The Ethnic Relations Commission (ERC) announced last week its plan to host a national conversation on ethnic relations to, according to its press release, “have frank and open discussions to capture diverse views on factors that impede ethnic harmony and recommendations for the compilation of a report, to be submitted to the National Assembly and relevant stakeholders for implementation.” The event is slated for mid-December, will span two days, and will give face time to political leaders, youths, and local and overseas presenters. Following the horrific incidents in West Coast Berbice (WCB) a few months ago, the ERC was intensely criticized for doing too little too late. Most likely, the commission would think that its two-day national conversation is a robust response both to the WCB events and to its critics. The ERC would be wrong to so assume.

To be sure, Guyana needs a national conversation on fostering good ethnic relations, but mainly of a different sort from the ERC’s two-day talk shop. The main national conversation must instead occur at the community and inter-community levels.

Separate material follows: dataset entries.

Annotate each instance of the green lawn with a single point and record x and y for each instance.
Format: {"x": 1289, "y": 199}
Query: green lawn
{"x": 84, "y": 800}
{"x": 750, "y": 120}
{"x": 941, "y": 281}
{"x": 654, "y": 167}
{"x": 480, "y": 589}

As the WCB incident showed (if further evidence was needed), it is at these levels that the fear, pain and suffering of bad ethnic relations play out. High-profile conferences in Georgetown, involving political leaders, dignitaries, and academics, reach only so far. The ERC would be badly mistaken should it believe that such talk shops should be its leading tool in fulfilling its vast constitutional mandate. The report from its December event, it is an easy bet to make, could essentially be written as early as today. We would have heard the speeches and recommendations before. And we can predict that any palliative value of such a conversation would quickly fade.

Guyana and the ERC must try something else, something more grassroot, more structured, and more durable. That “something else” must be a focus on working at the community and inter community levels. So convinced, I submitted to the ERC in September the following three recommendations: 1) the ERC should promote the mushrooming of grassroot community or inter-community ethnic relations initiatives.  The objective here should be to get citizens themselves to create and execute programmes or activities to foster ethnic harmony in their own spaces. Such initiatives could be encouraged through grants, awards, publicity, and technical advice; 2) the ERC should meet separately with all NDCs and respective village stakeholders across the country. Agenda items for such meetings should include (a) assessing the current state of ethnic relations within each community and between adjacent communities, (b) identification of any tension indicators or potential flash points, and (c) activating prevention measures as necessary. As my third recommendation to the ERC, I advised that it should adopt, flesh out, and promote the suggested alternatives to violent ethnic protests offered by its own commissioner, Pandit Deodat Persaud (https://www.inewsguyana.com/erc-commissioner-urges-alternatives-to-violent-protests/).

In closing, one should remind the ERC that building good ethnic relations (though important) is only one of its three constitutional mandates. Equally critical are its mandates involving (i) the detection, prevention, and elimination of ethnic discrimination, and (ii) the promotion of equality of opportunity regardless of ethnicity. These two mandates shift the focus away from inter-community and interpersonal relations towards the governmental systems and institutions that determine our life opportunities; who gets what, when or if at all. One senses that over the years, the ERC has mistakenly conflated these three connected but distinct mandates under the lone umbrella of good ethnic relations. These mandates should be unraveled and tackled separately.

The ERC needs to take stock of these and several other issues. It must at least begin by understanding that fulfilling its mission would demand far more than intermittent public appeals, national conferences, and culture shows.